All five films in the series were released on DVD in North America by Home Vision Entertainment in 2004, under the moniker The Yakuza Papers. A 6-disc DVD box set containing them all was also released. It includes a bonus disc containing interviews with director William Friedkin, discussing the influence of the films in America; subtitle translator Linda Hoaglund, discussing her work on the films; David Kaplan, Kenta Fukasaku, Kiyoshi Kurosawa, a Toei producer and a biographer among others. Arrow Films released a Blu-ray and DVD box set, limited to 2,500 copies, of all five films in the UK on December 7, 2015, and in the US a day later. Special features include an interview with the series fight choreographer Ryuzo Ueno and the 1980 edited compilation of the first four films.

==Reception and legacy==
Battles Without Honor and Humanity earned its distributor $4.5 million at the box office, (Note: Mark Schilling notes that this is the distributor's share of the film's theatrical revenue, roughly half of its total earnings.) making it the eleventh highest-grossing film of the year. On Kinema Junpos annual list of the best films for the year of 1973 as voted by critics, the first film placed second. At the 1974 Kinema Junpo Awards; it won the Reader's Choice for Best Film, Bunta Sugawara received Best Actor, and Kazuo Kasahara received Best Screenplay. In 2009, the magazine named it fifth on an aggregated list of the Top 10 Japanese Films of All Time as voted by over one hundred film critics and writers. Previous editions of the list had the series at number twenty-two in 1995 and eighth in 1999, tied with Twenty-Four Eyes. In 2011, Complex named it number one on their list of The 25 Best Yakuza Movies. The British Film Institute included Battles Without Honor and Humanity as the 1973 entry on their list of the best Japanese films of every year from 1925 to 2020. Jasper Sharp, writing for the BFI, listed it as one of 10 great Japanese gangster movies.

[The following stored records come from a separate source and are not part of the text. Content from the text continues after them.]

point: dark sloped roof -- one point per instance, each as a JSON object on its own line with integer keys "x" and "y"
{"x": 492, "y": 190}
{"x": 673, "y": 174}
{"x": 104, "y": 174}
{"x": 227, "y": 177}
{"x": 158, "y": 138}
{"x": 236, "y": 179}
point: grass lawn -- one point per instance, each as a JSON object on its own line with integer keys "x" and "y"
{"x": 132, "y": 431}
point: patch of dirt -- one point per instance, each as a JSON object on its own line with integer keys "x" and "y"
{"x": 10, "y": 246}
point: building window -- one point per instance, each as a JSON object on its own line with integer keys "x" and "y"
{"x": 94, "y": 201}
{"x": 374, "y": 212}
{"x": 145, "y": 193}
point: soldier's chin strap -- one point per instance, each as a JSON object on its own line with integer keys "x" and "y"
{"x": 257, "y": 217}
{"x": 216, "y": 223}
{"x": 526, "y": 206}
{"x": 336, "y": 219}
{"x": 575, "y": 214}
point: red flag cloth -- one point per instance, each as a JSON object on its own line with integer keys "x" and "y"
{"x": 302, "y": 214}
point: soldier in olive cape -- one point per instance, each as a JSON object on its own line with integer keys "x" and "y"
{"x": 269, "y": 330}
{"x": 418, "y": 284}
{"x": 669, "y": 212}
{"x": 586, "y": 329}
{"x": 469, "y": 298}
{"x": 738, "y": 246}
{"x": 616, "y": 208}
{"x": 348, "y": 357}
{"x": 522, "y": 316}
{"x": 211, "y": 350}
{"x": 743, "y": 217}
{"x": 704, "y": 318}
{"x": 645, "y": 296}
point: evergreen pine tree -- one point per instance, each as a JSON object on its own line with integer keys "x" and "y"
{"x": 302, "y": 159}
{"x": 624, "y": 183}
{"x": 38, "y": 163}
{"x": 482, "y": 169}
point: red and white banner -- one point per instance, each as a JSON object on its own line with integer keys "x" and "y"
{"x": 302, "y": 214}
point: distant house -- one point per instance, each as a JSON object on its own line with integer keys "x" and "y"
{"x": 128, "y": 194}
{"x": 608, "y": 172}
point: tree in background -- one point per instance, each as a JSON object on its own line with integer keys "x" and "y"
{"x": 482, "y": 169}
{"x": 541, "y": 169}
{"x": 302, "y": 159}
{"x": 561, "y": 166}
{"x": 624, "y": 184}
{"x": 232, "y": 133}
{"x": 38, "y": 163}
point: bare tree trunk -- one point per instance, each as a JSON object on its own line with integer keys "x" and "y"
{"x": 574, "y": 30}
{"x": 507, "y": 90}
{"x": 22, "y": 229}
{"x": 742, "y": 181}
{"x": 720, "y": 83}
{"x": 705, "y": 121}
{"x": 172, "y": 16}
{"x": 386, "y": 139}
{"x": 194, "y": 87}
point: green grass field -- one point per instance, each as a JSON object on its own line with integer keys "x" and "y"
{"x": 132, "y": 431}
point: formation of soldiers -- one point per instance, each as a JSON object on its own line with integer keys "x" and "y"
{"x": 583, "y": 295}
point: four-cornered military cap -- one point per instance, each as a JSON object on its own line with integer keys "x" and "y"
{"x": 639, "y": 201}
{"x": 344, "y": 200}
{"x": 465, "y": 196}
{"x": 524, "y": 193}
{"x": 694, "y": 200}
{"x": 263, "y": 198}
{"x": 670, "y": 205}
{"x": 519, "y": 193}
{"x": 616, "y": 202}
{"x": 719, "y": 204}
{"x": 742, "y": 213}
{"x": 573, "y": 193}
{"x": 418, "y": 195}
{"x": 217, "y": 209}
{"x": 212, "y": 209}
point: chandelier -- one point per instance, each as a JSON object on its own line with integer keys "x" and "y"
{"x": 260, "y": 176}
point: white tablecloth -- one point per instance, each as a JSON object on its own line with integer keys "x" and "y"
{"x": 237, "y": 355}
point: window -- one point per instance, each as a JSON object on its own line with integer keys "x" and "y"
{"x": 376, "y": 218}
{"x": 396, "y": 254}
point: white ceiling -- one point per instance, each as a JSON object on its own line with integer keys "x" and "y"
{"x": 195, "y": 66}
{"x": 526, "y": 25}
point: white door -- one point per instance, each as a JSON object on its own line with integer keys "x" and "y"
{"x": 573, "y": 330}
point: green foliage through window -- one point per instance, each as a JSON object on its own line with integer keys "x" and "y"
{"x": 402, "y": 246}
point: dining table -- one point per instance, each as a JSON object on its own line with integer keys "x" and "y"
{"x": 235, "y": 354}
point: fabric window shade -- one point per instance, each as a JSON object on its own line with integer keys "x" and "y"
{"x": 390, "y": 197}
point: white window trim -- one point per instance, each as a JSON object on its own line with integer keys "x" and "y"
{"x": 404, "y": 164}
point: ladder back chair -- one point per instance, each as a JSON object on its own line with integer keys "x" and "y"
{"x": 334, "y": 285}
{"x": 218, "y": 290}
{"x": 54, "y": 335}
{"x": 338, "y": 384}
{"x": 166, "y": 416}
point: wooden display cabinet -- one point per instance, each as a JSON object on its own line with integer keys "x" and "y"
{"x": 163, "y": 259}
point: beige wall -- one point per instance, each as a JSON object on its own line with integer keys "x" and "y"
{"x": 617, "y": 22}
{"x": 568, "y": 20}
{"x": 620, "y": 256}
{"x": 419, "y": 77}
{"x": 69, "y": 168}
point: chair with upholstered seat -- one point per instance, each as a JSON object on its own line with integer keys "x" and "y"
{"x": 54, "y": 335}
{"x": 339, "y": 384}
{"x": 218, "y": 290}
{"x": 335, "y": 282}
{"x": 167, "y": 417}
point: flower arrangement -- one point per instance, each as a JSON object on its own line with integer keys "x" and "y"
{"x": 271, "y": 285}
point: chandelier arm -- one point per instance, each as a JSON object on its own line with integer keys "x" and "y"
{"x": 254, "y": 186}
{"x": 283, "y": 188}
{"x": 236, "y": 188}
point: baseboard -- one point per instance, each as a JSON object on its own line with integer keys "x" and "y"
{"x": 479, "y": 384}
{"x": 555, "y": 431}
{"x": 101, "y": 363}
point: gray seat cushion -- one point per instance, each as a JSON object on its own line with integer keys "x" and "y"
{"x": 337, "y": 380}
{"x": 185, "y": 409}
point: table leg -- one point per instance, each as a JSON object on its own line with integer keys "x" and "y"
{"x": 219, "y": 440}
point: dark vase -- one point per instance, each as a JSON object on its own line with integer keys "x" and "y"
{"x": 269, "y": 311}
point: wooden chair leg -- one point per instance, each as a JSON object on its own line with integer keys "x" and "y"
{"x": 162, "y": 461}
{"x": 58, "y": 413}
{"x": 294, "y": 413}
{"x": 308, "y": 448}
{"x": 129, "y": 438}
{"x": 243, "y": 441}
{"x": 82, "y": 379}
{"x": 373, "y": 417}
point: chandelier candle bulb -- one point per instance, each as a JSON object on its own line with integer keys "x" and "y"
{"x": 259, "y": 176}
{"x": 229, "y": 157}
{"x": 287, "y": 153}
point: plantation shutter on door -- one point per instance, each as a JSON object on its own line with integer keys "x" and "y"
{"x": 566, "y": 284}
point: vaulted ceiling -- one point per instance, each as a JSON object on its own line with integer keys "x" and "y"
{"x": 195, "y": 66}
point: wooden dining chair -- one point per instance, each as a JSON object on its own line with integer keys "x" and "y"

The film is credited as one of the first modern yakuza films; prior, movies about yakuza were known as Ninkyō eiga, "chivalry films", and set in pre-war Japan. The A.V. Club's Noel Murray states that Fukasaku's yakuza instead only "adhere to codes of honor when it's in their best interest, but otherwise bully and kill indiscriminately." Dennis Lim of The Village Voice writes "Fukasaku's yakuza flicks drain criminal netherworlds of romance, crush codes of honor underfoot, and nullify distinctions between good and evil." Film scholar Richard Torrance suggests that the film acts as a "microcosm of the broader society and international order of the post-war period, in which violence lacks moral significance and exists without heroes." This new yakuza film genre became known as Jitsuroku eiga ("actual record film"), often depicting events based on true stories.

Fukasaku biographer Sadao Yamane believes Battles Without Honor and Humanity was popular because of the time of its release; Japan's economic growth was at its peak and at the end of the 1960s the student uprisings took place. The young people had similar feelings to those of the post-war society depicted in the films. Yamane also stated that for the rest of his career Fukasaku was approached many times by producers to create movies similar to Battles, but always turned them down wanting to move on to films he found interesting.

American director William Friedkin stated that Fukasaku's trait of never redeeming bad characters and not catering to have the good guys win in the end was a "profound influence" on himself. He went on to claim that this is something one cannot do today in American films.

A restored version of the film, from a 4K 35mm print original negative to 2K digital by Toei Labo Tech, was screened at the Cannes Classics section of the 2015 Cannes Film Festival.